You go look for the cat, but you can't find it. Jimmy says it already run away by now. This conversation, in principle, could go on forever.
Every objection you would make, can be countered with an additional hypothesis, for example at some point in the conversation Jimmy could argue that the cat somehow unlocked the doors you remember locking or even that the cat is just invisible. Before that would happen, you would probably tell Jimmy to stop with these explanations and draw the much simpler conclusion that HE broke the vase. If you would do so, you would be acting in accordance with a philosophical rule of thumb, called "Occam's razor" - named after the sholastic philosopher William of Ockham.
The rule can be summed up as following: "always pick simplest solutions, since they are more likely to be correct than complex ones. " But, why do we think that? Why would we think that simple solutions are more likely to be correct?
In the history of philosophy, there were different attempts to justify this kind of reasoning. Prior to the 20th century, for example, it was commonly believed that nature itself is simple. So, of course, simpler hypotheses about nature are more likely to be true.
This view often drew from theology. Aquinas, for example, wrote that "nature does not employ two instruments where one suffices. " Perhaps the most well-known instance of such a justification can be found in Copernicus' rejection of the Ptolemaeus' geocentric model of the solar system - which was a quite complex model - in favor of a simpler model.
Copernicus adopted Plato's conception of celestial bodies as being perfect and thereby they would have to display a perfect and simple kind of motion, one that is not to be found in the somehow chaotic Ptolemaeus' geocentric model. One could therefore say that one of his reasons for developing an alternative model of the solar system was aesthetic. Although it was by no means its only reason.

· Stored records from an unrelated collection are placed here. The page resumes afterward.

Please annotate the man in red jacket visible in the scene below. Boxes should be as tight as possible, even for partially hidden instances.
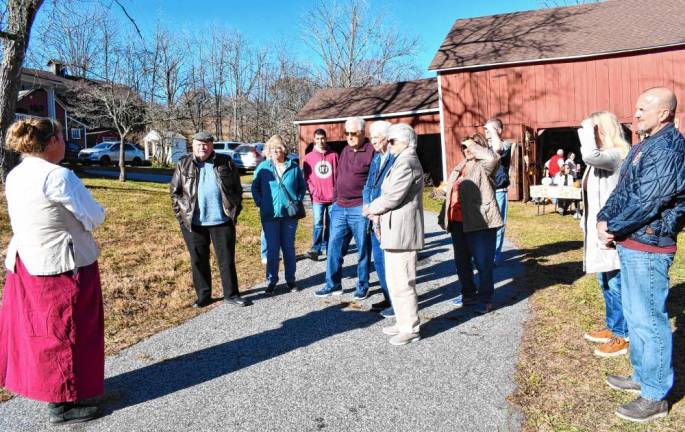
[304,129,338,260]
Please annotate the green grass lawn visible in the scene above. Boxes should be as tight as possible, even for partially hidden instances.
[507,203,685,431]
[0,179,312,401]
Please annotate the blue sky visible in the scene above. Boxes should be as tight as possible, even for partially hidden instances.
[122,0,542,76]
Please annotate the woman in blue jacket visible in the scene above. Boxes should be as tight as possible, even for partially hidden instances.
[252,135,307,294]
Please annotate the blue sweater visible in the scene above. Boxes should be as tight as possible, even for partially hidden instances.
[363,153,395,205]
[252,160,307,220]
[597,124,685,247]
[193,161,229,226]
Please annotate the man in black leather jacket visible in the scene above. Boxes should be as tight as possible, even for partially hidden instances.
[170,132,247,308]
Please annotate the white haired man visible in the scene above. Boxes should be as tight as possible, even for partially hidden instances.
[169,132,249,308]
[483,118,511,265]
[315,117,374,300]
[364,120,395,318]
[597,87,685,422]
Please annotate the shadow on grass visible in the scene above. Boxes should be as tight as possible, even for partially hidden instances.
[417,241,584,338]
[87,185,171,194]
[666,282,685,406]
[100,228,582,413]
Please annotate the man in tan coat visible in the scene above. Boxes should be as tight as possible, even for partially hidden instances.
[364,123,424,345]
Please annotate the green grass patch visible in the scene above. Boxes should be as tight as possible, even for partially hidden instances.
[0,179,312,401]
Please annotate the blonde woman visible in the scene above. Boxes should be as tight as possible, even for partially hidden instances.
[578,111,629,357]
[0,119,105,424]
[252,135,307,294]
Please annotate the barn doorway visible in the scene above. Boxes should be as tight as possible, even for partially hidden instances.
[416,134,442,186]
[537,124,632,178]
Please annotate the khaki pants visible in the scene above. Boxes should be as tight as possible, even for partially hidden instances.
[385,250,419,333]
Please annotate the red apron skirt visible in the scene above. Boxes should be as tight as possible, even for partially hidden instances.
[0,256,105,402]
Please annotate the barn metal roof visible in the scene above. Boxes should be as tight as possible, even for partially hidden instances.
[295,78,438,124]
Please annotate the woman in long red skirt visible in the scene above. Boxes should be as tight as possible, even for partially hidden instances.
[0,119,105,424]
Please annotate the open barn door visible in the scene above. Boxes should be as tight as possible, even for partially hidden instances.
[512,125,542,202]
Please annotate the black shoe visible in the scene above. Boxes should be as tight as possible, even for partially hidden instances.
[48,402,100,424]
[371,300,390,312]
[607,375,640,394]
[224,296,250,306]
[616,396,668,423]
[193,300,212,309]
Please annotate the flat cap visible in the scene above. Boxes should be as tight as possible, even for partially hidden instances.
[193,131,214,142]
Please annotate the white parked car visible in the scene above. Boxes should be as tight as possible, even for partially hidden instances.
[233,143,266,171]
[78,141,145,166]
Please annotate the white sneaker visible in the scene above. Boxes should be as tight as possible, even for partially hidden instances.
[382,326,400,336]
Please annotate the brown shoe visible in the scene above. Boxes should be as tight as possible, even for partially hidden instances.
[595,336,629,357]
[583,327,614,343]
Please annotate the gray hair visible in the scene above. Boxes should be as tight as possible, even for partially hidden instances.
[387,123,417,148]
[485,117,504,133]
[345,117,364,131]
[369,120,392,137]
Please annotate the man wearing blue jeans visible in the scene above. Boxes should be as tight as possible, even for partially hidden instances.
[364,120,395,318]
[483,118,511,264]
[315,117,374,300]
[597,87,685,422]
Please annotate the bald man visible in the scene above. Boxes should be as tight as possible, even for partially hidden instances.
[597,87,685,422]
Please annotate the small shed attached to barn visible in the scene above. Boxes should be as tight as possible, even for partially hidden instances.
[429,0,685,199]
[295,78,443,184]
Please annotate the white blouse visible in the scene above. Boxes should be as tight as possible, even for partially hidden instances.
[5,157,105,276]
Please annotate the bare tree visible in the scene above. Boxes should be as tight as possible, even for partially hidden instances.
[303,0,418,87]
[72,32,146,181]
[0,0,43,183]
[540,0,604,8]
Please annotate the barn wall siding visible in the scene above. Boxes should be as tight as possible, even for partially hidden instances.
[297,113,440,156]
[440,48,685,171]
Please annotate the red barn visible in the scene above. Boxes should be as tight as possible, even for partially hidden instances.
[295,78,443,184]
[429,0,685,199]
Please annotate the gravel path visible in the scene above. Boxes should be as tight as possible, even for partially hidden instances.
[0,213,528,432]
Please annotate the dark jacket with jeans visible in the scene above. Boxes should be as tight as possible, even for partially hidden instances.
[597,124,685,247]
[169,153,243,231]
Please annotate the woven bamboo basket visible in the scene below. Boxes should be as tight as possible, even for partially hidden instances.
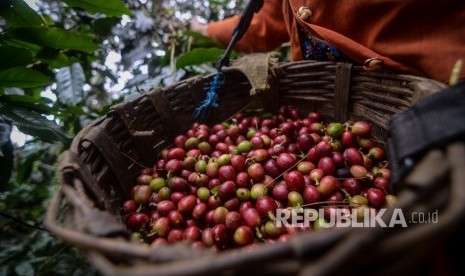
[45,58,465,275]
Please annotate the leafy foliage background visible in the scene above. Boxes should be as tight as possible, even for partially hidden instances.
[0,0,254,275]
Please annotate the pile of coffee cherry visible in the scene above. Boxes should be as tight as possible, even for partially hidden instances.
[121,106,396,251]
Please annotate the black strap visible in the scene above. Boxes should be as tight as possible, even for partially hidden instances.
[216,0,263,71]
[388,81,465,188]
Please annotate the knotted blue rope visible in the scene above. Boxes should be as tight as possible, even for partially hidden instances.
[194,70,223,122]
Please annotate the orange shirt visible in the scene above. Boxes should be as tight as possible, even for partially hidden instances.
[207,0,465,83]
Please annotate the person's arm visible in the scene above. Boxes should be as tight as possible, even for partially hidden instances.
[204,0,289,53]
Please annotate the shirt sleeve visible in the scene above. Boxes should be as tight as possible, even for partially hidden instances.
[206,0,289,53]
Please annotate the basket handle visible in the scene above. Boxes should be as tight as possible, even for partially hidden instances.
[47,150,127,236]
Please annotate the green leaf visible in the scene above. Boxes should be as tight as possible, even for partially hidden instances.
[0,46,33,70]
[0,36,42,55]
[0,105,71,145]
[0,95,52,114]
[15,261,34,276]
[55,62,86,105]
[16,152,38,183]
[0,118,13,183]
[63,0,132,17]
[0,67,51,88]
[0,0,45,28]
[176,48,224,69]
[7,27,98,53]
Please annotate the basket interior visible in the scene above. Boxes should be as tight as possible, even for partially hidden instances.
[72,61,442,216]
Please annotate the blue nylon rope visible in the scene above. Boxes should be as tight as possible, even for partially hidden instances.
[194,71,223,122]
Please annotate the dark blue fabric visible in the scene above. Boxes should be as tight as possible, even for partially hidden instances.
[297,24,350,61]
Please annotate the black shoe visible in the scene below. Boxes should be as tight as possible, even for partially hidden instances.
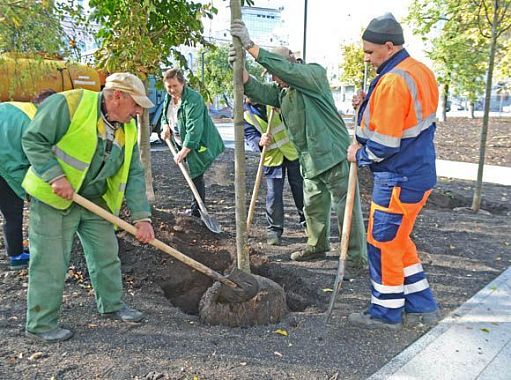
[101,305,144,322]
[25,327,73,343]
[266,231,280,245]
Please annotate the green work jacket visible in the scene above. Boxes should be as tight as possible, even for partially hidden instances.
[244,48,350,178]
[23,90,151,220]
[161,86,224,178]
[0,102,37,199]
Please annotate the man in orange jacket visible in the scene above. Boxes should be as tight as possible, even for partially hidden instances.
[348,13,439,329]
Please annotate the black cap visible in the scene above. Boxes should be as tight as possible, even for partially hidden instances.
[362,13,405,45]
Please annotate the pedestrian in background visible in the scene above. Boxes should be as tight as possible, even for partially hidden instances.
[23,73,154,342]
[229,20,367,270]
[161,68,224,218]
[243,98,305,245]
[0,90,55,270]
[348,13,438,328]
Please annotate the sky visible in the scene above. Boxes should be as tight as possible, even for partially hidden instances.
[206,0,425,66]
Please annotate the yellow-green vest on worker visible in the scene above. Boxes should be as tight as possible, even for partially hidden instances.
[23,90,137,215]
[243,106,298,167]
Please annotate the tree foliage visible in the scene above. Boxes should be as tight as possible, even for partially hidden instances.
[339,44,376,89]
[407,0,488,115]
[200,45,263,105]
[0,0,84,57]
[89,0,216,78]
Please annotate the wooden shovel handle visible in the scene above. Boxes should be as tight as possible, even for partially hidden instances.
[247,107,274,235]
[73,193,237,288]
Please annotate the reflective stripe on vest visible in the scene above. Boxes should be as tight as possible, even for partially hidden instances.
[244,106,298,167]
[22,90,137,212]
[103,120,138,215]
[7,102,37,120]
[356,67,436,148]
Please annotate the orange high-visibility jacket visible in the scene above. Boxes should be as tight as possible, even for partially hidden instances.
[356,49,438,188]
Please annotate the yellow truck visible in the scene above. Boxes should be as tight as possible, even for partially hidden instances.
[0,53,106,102]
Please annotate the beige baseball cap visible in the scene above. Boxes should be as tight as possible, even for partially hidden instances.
[105,73,154,108]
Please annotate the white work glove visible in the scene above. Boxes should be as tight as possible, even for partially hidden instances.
[231,20,254,49]
[227,44,236,69]
[227,44,245,69]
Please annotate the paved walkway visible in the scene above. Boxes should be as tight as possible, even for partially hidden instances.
[369,267,511,380]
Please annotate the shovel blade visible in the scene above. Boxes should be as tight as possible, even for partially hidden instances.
[199,209,222,234]
[218,269,259,303]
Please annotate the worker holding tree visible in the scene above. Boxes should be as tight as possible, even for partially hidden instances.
[23,73,154,342]
[348,13,438,329]
[161,68,224,218]
[243,98,305,245]
[0,90,55,270]
[229,20,367,269]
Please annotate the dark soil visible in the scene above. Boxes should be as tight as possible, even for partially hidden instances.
[0,118,511,380]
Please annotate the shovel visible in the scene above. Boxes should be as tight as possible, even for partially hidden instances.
[73,193,259,303]
[247,107,274,235]
[325,79,368,323]
[165,139,222,234]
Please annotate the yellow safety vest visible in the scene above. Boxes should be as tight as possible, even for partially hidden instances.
[22,90,137,215]
[243,106,298,167]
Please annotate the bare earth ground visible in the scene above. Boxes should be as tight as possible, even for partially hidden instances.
[0,118,511,379]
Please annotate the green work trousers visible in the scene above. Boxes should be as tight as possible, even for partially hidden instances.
[26,198,122,333]
[303,161,367,267]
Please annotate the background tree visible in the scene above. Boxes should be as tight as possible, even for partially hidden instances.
[472,0,511,212]
[406,0,487,121]
[200,44,263,108]
[0,0,84,57]
[409,0,511,212]
[89,0,216,201]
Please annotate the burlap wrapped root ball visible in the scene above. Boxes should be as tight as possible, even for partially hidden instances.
[199,275,288,327]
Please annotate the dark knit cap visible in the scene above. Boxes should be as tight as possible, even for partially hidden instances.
[362,13,405,45]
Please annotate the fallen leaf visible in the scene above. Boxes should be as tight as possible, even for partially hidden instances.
[28,352,43,360]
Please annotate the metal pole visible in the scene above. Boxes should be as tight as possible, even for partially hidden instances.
[302,0,307,62]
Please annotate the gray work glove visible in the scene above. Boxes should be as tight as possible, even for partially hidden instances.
[231,20,254,49]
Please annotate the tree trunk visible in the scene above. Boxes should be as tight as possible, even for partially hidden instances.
[438,83,449,121]
[468,102,476,119]
[472,0,498,212]
[231,0,250,273]
[137,109,154,203]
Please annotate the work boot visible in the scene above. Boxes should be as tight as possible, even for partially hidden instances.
[403,309,441,327]
[9,252,30,270]
[25,327,73,343]
[291,245,329,261]
[101,305,144,322]
[348,311,403,330]
[266,231,280,245]
[298,214,307,229]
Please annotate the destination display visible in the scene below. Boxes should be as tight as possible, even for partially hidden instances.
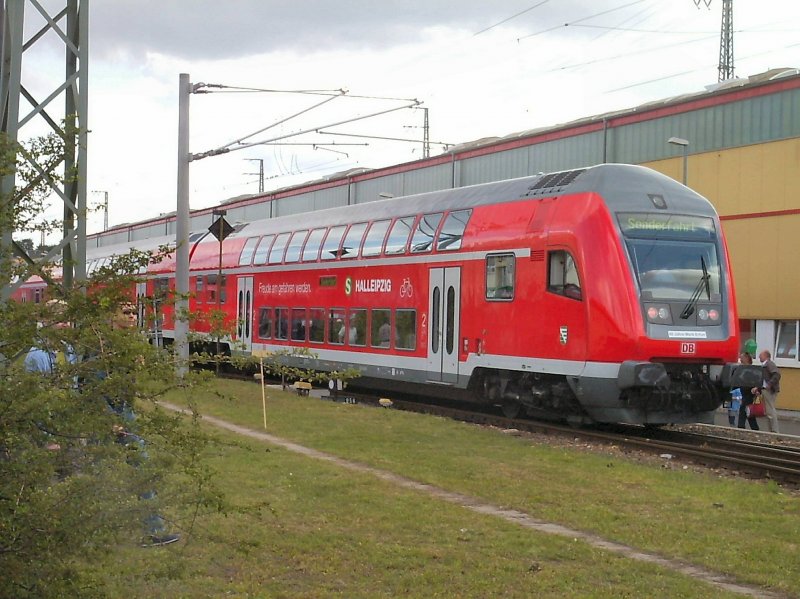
[617,213,716,241]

Since then, philosophers presented justifications for Occam's razor that we might find more convincing - one being a direct result of basic probability theory. By definition, all assumptions introduce possibilities for error. If an assumption does not improve the accuracy of a theory, it's only effect is to increase the probability that the overall theory is wrong.
Let's put it in other terms - if we get back to this Jimmy and the broken vase: with every additional explanation that he offered, the cat theory increased in complexity - meaning, it rested on an increasing number of conditions that had to be met in order to the cat to break the vase. The more conditions had to be met for something to happen, the less likely the theory will seem. Another justification for Occam's razor rests on the observation that if we manage to simplify theoretical models in science, they get better at predicting future events.
Simplicity, in this view, is a counterweight or counterbalance for the problem of overfitting our theory to a particular set of data. If we manage to deduce a simpler version of our theory, we can get rid of all the statistical noise in our experiments. Arguably, simpler models capture the underlying structure of the world better.
Occam's razor continues to be an effective method of reasoning, both in science and everyday life.